Exact and Numerical Results on Entanglement Entropy in (5+1)-Dimensional CFT
Benjamin R. Safdi
TL;DR
The paper studies how entanglement entropy in a (5+1)-D CFT depends on the geometry of the entangling surface, focusing on extrinsic curvature and conical singularities. It identifies conformally invariant extrinsic-curvature functionals T1,T2,T3 and expresses the logarithmic EE term in terms of anomaly coefficients A,B1,B2,B3, subject to a single constraint, with holographic calculations via Lovelock gravity providing precise coefficients. The authors test the framework by relating 5+1D massless theories to 2+1D massive theories through dimensional reduction, performing lattice computations that confirm the predicted IR expansions and the F-theorem monotonicity, and by examining singular surfaces that yield log^2 ε divergences. These results advance the understanding of higher-dimensional holographic EE and offer nontrivial checks of the holographic prescriptions, with implications for potential six-dimensional a-theorem proofs.
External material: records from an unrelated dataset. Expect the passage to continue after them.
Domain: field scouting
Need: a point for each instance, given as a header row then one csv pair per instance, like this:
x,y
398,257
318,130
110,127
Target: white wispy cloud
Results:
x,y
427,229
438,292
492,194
The combination of analytic holographic results, exact constraints among anomaly coefficients, and numerical EE studies establishes a coherent cross-dimensional picture of EE shape dependence and renormalized EE behavior.
Abstract
We calculate the shape dependence of entanglement entropy in (5+1)-dimensional conformal field theory in terms of the extrinsic curvature of the entangling surface, the opening angles of possible conical singularities, and the conformal anomaly coefficients, which are required to obey a single constraint. An important special case of this result is given by the interacting (2,0) theory describing a large number of coincident M5-branes. To derive the more general result we rely crucially on the holographic prescription for calculating entanglement entropy using Lovelock gravity. We test the conjecture by relating the entanglement entropy of the free massless (1,0) hypermultiplet in (5+1)-dimensions to the entanglement entropy of the free massive chiral multiplet in (2+1)-dimensions, which we calculate numerically using lattice techniques. We also present a numerical calculation of the (2+1)-dimensional renormalized entanglement entropy for the free massive Dirac fermion, which is shown to be consistent with the F-theorem.